During the final panel of Thomson Reuters’ 17th Annual eDiscovery & Information Governance in Practice Forum, Thomas Barnett, Ignatius Grande, and Sandra Rampersaud led a lively discussion on Managing Big Data, Dark Data, and Risk. And while the exchange incorporated Information Governance 101 principles such as the explosion of Social Media and the corresponding growth of new data year-over-year, an additional set of concerns was raised about “dusty” and “dark” data—data unknown to many organizations, and unmanaged by many more.
Dusty and Dark Data
Dusty data is data the organization – or someone within it – kind of knows about, but is still cloaked with mystery and obscured by time. Dark data is data organizations keep unknowingly, entirely lurking within the shadows. Put more simply, dusty data is the “known unknown;” dark data is the “unknown unknown.” But while there has at least been some scholarship done on dark data as a concept, dusty data has received a lot less press. Both are important, and both present risk; however, they present different risk, and should be treated differently.

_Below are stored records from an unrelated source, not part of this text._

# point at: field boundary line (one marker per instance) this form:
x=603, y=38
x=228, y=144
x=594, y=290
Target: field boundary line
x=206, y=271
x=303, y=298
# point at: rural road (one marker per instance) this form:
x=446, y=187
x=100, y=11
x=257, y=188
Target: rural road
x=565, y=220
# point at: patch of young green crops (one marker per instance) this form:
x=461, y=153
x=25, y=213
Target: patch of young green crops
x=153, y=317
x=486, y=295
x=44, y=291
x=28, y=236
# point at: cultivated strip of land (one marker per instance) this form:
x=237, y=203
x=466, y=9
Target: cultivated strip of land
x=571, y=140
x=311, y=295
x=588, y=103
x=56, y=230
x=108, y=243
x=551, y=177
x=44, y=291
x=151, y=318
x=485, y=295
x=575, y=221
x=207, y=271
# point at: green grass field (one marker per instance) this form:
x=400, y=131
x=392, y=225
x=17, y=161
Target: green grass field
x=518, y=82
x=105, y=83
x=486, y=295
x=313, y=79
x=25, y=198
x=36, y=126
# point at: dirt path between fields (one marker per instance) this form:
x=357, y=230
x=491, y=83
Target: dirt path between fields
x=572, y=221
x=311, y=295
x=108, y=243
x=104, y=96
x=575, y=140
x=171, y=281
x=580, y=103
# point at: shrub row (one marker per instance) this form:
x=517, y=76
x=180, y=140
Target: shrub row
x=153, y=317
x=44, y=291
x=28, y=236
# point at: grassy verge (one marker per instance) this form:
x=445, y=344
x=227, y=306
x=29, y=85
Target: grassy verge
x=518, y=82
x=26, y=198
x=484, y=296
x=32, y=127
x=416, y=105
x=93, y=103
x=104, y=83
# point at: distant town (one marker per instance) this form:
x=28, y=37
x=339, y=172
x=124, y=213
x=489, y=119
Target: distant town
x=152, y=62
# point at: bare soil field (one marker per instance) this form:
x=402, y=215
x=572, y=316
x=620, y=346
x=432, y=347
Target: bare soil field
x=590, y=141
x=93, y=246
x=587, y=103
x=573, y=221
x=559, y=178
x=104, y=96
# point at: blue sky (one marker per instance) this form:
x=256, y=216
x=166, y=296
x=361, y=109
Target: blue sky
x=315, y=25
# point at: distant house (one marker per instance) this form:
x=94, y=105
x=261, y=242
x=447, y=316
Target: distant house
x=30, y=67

You need both Responsibility and Authority to Drive Change?
The panel had limited time, and chose to consolidate both dusty and dark data into a single set of information when providing a framework for a pragmatic approach to a solution that would identify, classify, and manage the data within the context of information governance and legal holds. Their proposal, while complicated in practice, would rely on a clear mandate from a decision maker/stakeholder who would empower someone within the organization with both the responsibility to undertake the project, and the authority to implement change (e.g., assign resources and, perhaps most importantly, spend money where necessary).
One of these Risks is not like the Other
We agree with the approach, but think that some additional analysis, that differentiates between dusty and dark data and employ a custodian-by-custodian approach, may provide further help to organizations dealing with these issues. Logically, dusty data represents a more immediate risk insofar as someone already knows about it. That risk may appear as quickly as an offhand statement in a 30(b)(6) or fact deposition by a witness who mentions “the room we keep legacy data and terminated employee information in but that we don’t go into very often.” In contrast, the “unknown unknown” dark data is, by definition, a lot less likely to come up in testimony or interviews precisely because no one knows about it.
A Strategic and Methodical Approach
Dusty data is the more immediate threat. But while it is easier to identify dusty data expediently through employee interviews, the nature of the interview process also compounds the risk: the more people who know about the data, the more likely its existence will manifest at a deposition or surprise counsel at trial. This makes the authority component of the proposed practice a requirement for effective practice; interviewing is not enough – a decision maker needs to craft a strategic solution and timely effect it. Organizations wrestling with these issues should carefully consider them across the entire range of Information Governance, including E-Discovery, privacy, and data security. This approach does not ignore the additional risk dark data presents, but instead first focuses on the risk associated with the known unknowns before performing the deeper client-directed dive into the true mysteries of the organization.